Es ist \_keine\_ Schleife, weil das wesentliche Element einer Schleife fehlt: Das Nacheinanderfolgen der Ausführung der Funktion. Es ist schlichtweg wurst, in welcher Reihenfolge das geschieht – schließlich kann die Funktion die Welt ausserhalb sich selbst nicht verändern.  
  
(1) In echtem JS 1.6: `var result = seq.map(construct)`{:.language-javascript}  
  
  
  

> Übrigens, um dich vielleicht etwas zu verwirren, auch »apply-templates« ist nach dieser Definition eine Schleife.
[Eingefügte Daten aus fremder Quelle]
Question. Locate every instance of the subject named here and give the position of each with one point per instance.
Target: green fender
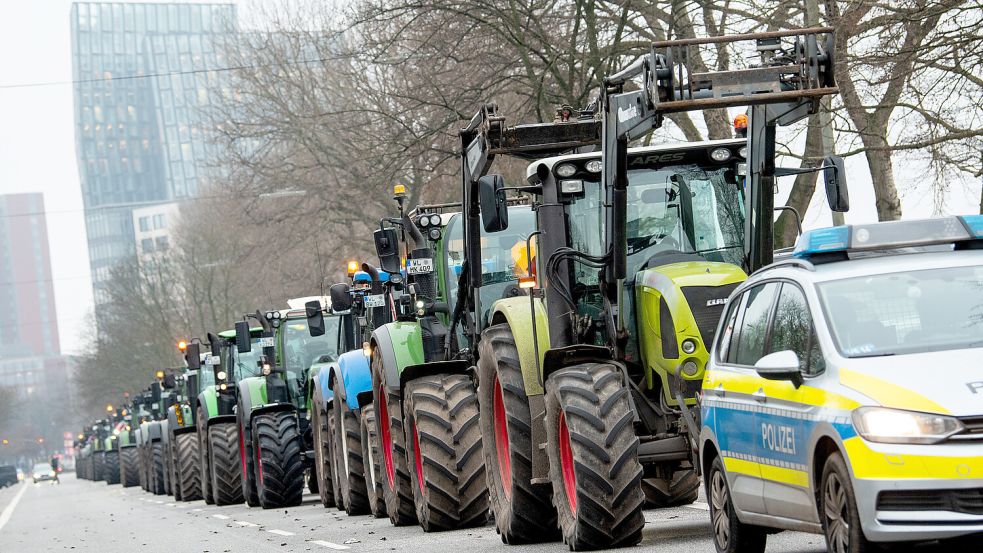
(517, 313)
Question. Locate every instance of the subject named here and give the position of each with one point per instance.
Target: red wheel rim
(566, 464)
(502, 441)
(418, 458)
(387, 440)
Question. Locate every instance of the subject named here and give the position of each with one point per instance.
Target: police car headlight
(894, 426)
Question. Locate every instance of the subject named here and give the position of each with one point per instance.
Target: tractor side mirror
(341, 297)
(387, 248)
(193, 356)
(834, 174)
(491, 202)
(315, 318)
(243, 343)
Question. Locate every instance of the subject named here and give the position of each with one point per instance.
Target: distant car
(8, 475)
(43, 472)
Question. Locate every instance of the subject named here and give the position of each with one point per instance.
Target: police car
(844, 393)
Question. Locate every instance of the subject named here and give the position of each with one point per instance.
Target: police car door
(789, 415)
(734, 391)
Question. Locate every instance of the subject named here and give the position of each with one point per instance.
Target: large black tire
(157, 468)
(377, 503)
(280, 465)
(225, 475)
(522, 510)
(188, 468)
(247, 461)
(838, 509)
(444, 451)
(396, 485)
(730, 535)
(593, 452)
(129, 467)
(347, 448)
(322, 469)
(111, 467)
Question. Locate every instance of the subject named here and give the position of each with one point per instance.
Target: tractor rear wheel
(322, 456)
(129, 466)
(225, 476)
(187, 477)
(523, 512)
(347, 442)
(278, 447)
(377, 503)
(444, 450)
(111, 467)
(593, 452)
(157, 468)
(396, 486)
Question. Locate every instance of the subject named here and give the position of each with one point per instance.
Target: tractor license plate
(422, 266)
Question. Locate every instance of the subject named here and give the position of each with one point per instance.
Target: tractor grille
(707, 316)
(969, 501)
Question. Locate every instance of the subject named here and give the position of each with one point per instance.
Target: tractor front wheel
(593, 453)
(444, 443)
(278, 446)
(523, 512)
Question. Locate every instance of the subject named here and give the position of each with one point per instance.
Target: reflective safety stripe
(868, 463)
(889, 394)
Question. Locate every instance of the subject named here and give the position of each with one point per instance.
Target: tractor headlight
(689, 346)
(895, 426)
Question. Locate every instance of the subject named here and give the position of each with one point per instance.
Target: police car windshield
(910, 312)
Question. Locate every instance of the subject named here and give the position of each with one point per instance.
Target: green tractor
(586, 385)
(276, 442)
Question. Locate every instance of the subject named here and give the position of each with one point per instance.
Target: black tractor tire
(682, 489)
(377, 503)
(593, 453)
(395, 476)
(225, 475)
(280, 463)
(444, 451)
(347, 445)
(157, 467)
(322, 469)
(522, 510)
(129, 467)
(98, 463)
(111, 467)
(247, 460)
(188, 475)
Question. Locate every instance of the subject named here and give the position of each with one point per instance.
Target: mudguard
(355, 376)
(517, 313)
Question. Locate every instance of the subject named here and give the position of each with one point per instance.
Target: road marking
(9, 511)
(329, 545)
(244, 523)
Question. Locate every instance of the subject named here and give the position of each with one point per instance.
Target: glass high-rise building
(143, 75)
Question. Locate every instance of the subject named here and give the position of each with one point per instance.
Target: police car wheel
(838, 509)
(730, 535)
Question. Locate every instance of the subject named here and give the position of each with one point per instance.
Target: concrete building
(142, 76)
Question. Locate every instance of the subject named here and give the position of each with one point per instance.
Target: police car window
(754, 326)
(792, 329)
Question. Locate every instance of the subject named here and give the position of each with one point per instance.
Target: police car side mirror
(781, 365)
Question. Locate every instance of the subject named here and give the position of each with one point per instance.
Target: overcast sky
(37, 153)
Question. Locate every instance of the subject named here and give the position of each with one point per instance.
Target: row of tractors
(528, 354)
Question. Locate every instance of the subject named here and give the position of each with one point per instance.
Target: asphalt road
(79, 515)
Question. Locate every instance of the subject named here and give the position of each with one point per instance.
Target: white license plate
(419, 266)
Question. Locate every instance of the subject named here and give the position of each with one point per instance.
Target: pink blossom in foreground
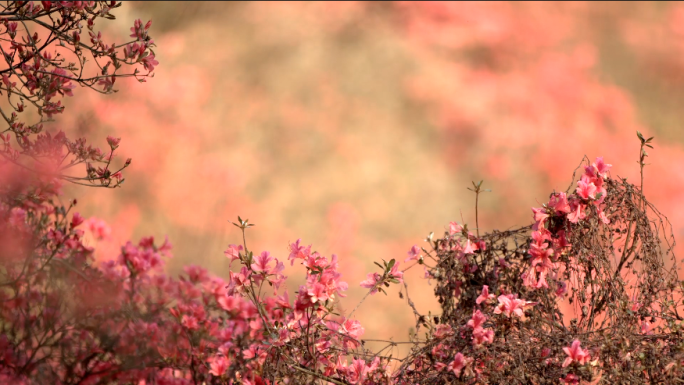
(484, 296)
(511, 304)
(576, 354)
Muss dann ja auch so sein, den prinzipiell gibt es ja zwischen »apply-templates« und »for-each« keinen Unterschied.  
  
Ja. Oder apply-templates ist eine Funktion, die auf gegebene Knoten jeweils passende Funktionen (Templates) anwendet. Soll heissen: Ich sehe inzwischen in jedem XSLT-Konstrukt eine Funktion, weil es ich es nur noch als funktionelle Sprache sehe.  
  
Aber auch wenn ich hier massiv von Parallelisierung rede und stark denke, dass sich die Autoren von XSLT-Prozessoren das auf jeden Fall nutzen, glaube ich nicht, dass das der wesentliche Grund hinter der Erstellung von XSLT/XPath als Funktionale Programmiersprache war. Ich glaube eher, dass das funktionale Programmierparadigma sehr gut auf die Baumstruktur der Eingabe und die Baumstruktur Ausgabe passte. Eine Funktion für den gesamten Baum, die Funktionen auf Teilbäume anwenden, die Funktionen auf Teilbäume anwenden, die Funktionen auf Knoten anwenden. Das ist ein weiterer Teilaspekt der Funktionalen Programmierung, durch die Abschottung und Spezialisierung von Funktionen in der Zusammenarbeit mit generellen Funktion kann man sich immer gut auf Teilaspekte des Problems konzentrieren und kann dadurch einer Vermischung von Top (Dem Großen Ganzen) und Bottom (dem fitzeligen Detail bei der Hand) aus dem Weg gehen und dadurch saubereren Programmcode erhalten. Wobei „sauber“ bei der verfluchten XML-Syntax eher konzeptionell zu begreifen ist. Ist aber nur meine Privattheorie, vielleicht waren die XSLT-Erfinder auch nur Sprachfanatiker. Aber dieser Aspekt der Aufteilung von Problemen in lauter kleinere unabhängige Probleme als passender Programmierstil für XML-Bäume war hier nicht so gut zu erklären wie das Beispiel der Parallelisierung, deswegen musstest Du unter diesem Sermon leiden.